人工内耳の聞こえ方(5) 聴解能向上の道程



日中の勤務中は、同僚との会話のレスポンスが大事なので、人工内耳だけでは聞き取れず、補聴器も使用している。

右がデジタル補聴器。オーチコンSUMO DM。左が人工内耳。コクレアN24、フリーダム。両方ともデジタルだ。
右の補聴器のMT回路は電話器の拡声機能と一緒に電話を聞くのに大変効果がある。

一日補聴器と人工内耳を使って、会社の門を出ると補聴器を外して人工内耳だけにする。ほぼ1時間後は自宅のテレビの前にいる。
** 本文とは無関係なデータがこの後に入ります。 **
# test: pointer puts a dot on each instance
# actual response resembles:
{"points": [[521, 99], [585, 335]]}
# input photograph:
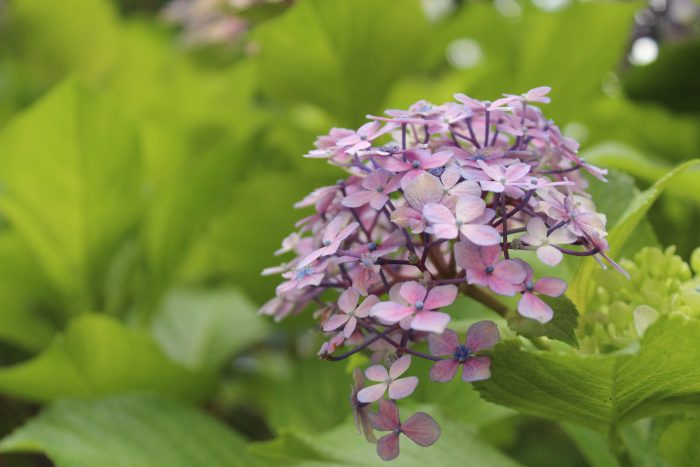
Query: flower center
{"points": [[462, 353]]}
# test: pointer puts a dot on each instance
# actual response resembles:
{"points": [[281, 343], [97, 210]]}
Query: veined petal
{"points": [[440, 296], [399, 367], [444, 370], [421, 428], [403, 387], [443, 344], [476, 369], [482, 335], [550, 286], [372, 393], [430, 321], [531, 306]]}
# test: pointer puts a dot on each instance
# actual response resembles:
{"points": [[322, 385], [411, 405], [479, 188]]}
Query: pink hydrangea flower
{"points": [[377, 186], [420, 428], [480, 336], [350, 311], [484, 268], [468, 220], [413, 306], [398, 387], [545, 244]]}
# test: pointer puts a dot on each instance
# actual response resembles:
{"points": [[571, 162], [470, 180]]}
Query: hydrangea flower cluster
{"points": [[437, 201]]}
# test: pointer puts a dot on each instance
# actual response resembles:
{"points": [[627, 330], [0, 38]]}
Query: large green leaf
{"points": [[583, 284], [341, 55], [70, 168], [204, 328], [602, 392], [129, 431], [99, 356], [459, 444]]}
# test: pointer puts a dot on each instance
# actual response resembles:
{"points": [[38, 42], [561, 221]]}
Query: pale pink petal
{"points": [[549, 255], [438, 214], [516, 171], [371, 393], [467, 255], [440, 296], [482, 335], [421, 428], [476, 369], [413, 291], [335, 321], [500, 286], [378, 201], [421, 190], [390, 312], [350, 327], [468, 208], [510, 271], [495, 187], [357, 199], [403, 387], [444, 370], [482, 235], [550, 286], [537, 228], [399, 367], [363, 310], [430, 321], [531, 306], [348, 299], [387, 418], [377, 373], [443, 344], [444, 231], [388, 447], [466, 188]]}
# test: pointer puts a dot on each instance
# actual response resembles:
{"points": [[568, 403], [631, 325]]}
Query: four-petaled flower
{"points": [[484, 267], [398, 387], [481, 335], [350, 311], [538, 238], [413, 306], [377, 186], [469, 218], [420, 428]]}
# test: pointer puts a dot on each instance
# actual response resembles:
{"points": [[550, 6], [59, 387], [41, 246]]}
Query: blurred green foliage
{"points": [[143, 188]]}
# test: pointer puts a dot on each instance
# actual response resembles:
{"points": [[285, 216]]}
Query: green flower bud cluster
{"points": [[660, 283]]}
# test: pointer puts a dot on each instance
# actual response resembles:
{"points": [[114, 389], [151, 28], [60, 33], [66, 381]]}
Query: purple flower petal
{"points": [[421, 428], [443, 344], [388, 447], [482, 335], [531, 306], [444, 370], [403, 387], [476, 369]]}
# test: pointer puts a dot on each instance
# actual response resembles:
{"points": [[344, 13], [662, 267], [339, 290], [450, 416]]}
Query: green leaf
{"points": [[352, 53], [584, 283], [459, 444], [133, 431], [204, 328], [70, 167], [99, 356], [562, 327], [678, 443], [602, 391]]}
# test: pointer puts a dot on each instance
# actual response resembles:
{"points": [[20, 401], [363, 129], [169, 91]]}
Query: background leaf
{"points": [[129, 431]]}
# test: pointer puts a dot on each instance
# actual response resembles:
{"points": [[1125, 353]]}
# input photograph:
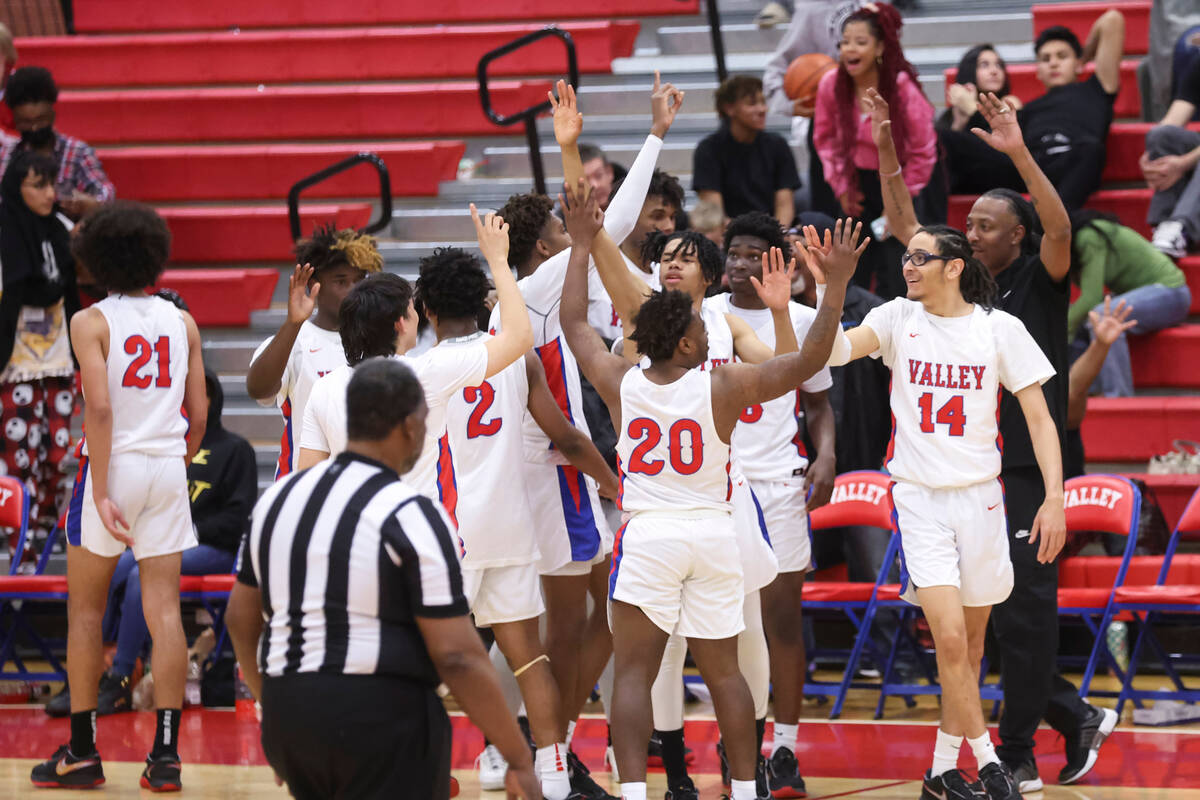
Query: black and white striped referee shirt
{"points": [[347, 557]]}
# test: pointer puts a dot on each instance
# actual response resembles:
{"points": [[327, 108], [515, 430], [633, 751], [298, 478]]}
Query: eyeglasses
{"points": [[919, 257]]}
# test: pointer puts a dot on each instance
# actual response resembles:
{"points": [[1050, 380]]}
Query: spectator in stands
{"points": [[1067, 127], [222, 481], [971, 166], [601, 173], [1107, 256], [81, 180], [742, 167], [871, 58], [1169, 164], [37, 391]]}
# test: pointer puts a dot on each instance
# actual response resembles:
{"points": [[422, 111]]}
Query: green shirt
{"points": [[1131, 264]]}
昨日は、テレビの声が前より聞こえる感じだ。「世界遺産」のテーマ音楽の重厚メロディがわかる。ナレーションが言葉として完全ではないが抑揚や強弱を持って聞こえる。キャスターや登場人物の顔が見えれば分かる。
声だでけももう少しで聞き取れそうな気がする。


人工内耳を使い始めて、140日目だ。左耳の蝸牛に入った電極で刺激を受けた聴神経が脳に向かってシナプスを伸ばしていくのが見えるようだ。

左耳は、生来50何年間、音の刺激を受けたことがない。高校時代はヘッドホンで音楽などを聴いていたし、手術前の1ヶ月ほど補聴器をしていたからまったくないわけではないが、50何年間という時間の長さの中ではほんのわずか、一瞬といってもいいくらいだ。
それが、たった140日間で音は聞こえるようになり、言葉もそれらしく聞こえるようになるというのは脳の可塑性というか、感動的だ。


ラビット 記
写真はロバート・レッドフォード監督の「大いなる陰謀」で、ロバートレッドフォード扮するマレー教授と議論する若者はトッド・ヘイズ。無名の俳優の抜擢だが、考え方といい物言いといい身近にいる難聴者を思い出してみていた。
大手ニュース配信社の良識ジャーナリストを演じるメリル・ストリープは、トム・クルーズ扮する大統領になろうとする野望を隠さない上院議員との駆け引きを演じる。その心理的描写は流石だ。